Authors: S. Boonyuen, S. Paramasivam, A. Lim Teik Zheng, S. Tantayanon, S. Meejoo Smith, P. Yugala
Faculty: Thammasat University
We extracted phenolic and flavonoid compounds from macadamia nut shells using water-ethanol and water as solvents. We measured the total antioxidant activity (TAA), total phenolic content (TPC), and total flavonoid content (TFC) of each extract using 2,2-diphenyl-1-picrylhydrazyl (DPPH) and Folin-Ciocalteu methods. The ethanol extract had the highest TAA (IC50: 12.026 ± 0.002 ppm), TPC (143.297±0.062 mg GAE g-1 dry weight), and TFC (234.409 ± 0.069 mg QE g-1 dry weight). We used the ethanol extract as a green reducing and stabilizing agent to synthesize gold nanoparticles (AuNPs). The AuNPs had an absorption peak at 567 nm and a size range of 12-15 nm.

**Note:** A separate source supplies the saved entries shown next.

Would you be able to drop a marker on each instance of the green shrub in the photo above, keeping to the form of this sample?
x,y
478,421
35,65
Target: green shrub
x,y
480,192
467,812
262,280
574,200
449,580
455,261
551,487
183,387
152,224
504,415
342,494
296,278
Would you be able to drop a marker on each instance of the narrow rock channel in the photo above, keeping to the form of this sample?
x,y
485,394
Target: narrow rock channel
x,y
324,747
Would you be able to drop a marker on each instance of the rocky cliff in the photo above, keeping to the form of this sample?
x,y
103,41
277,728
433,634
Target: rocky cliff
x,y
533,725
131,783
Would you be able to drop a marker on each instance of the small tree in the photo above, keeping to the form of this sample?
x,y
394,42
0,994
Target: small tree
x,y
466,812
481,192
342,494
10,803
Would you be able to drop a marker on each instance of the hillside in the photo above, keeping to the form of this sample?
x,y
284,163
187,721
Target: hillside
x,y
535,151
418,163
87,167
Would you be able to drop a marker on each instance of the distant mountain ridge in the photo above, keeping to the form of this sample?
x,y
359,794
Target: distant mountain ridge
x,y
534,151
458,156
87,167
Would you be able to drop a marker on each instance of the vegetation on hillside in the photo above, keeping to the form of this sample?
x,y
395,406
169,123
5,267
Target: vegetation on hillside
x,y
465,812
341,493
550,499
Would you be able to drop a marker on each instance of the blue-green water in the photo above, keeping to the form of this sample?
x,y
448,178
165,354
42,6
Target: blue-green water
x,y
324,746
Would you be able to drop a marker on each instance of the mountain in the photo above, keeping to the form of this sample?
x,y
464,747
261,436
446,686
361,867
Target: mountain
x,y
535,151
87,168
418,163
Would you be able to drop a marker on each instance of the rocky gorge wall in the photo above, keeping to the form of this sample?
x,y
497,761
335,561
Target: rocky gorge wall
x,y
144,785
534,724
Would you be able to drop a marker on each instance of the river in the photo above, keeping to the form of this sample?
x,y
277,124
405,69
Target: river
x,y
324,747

We tested the antibacterial activity of the AuNPs against Escherichia coli and Staphylococcus aureus and found that they had clear zones of 2.33 ± 0.76 and 6.67 ± 0.29 mm, respectively, compared to penicillin. We also evaluated the catalytic activity of the AuNPs in the reduction of methylene blue and Congo red and found that they had good performance. Therefore, we demonstrated that macadamia nut shells are a promising source of natural antioxidants and antimicrobials, and that AuNPs can be green synthesized and used as nanocatalysts.It can be used as a material to effectively absorb heavy metals.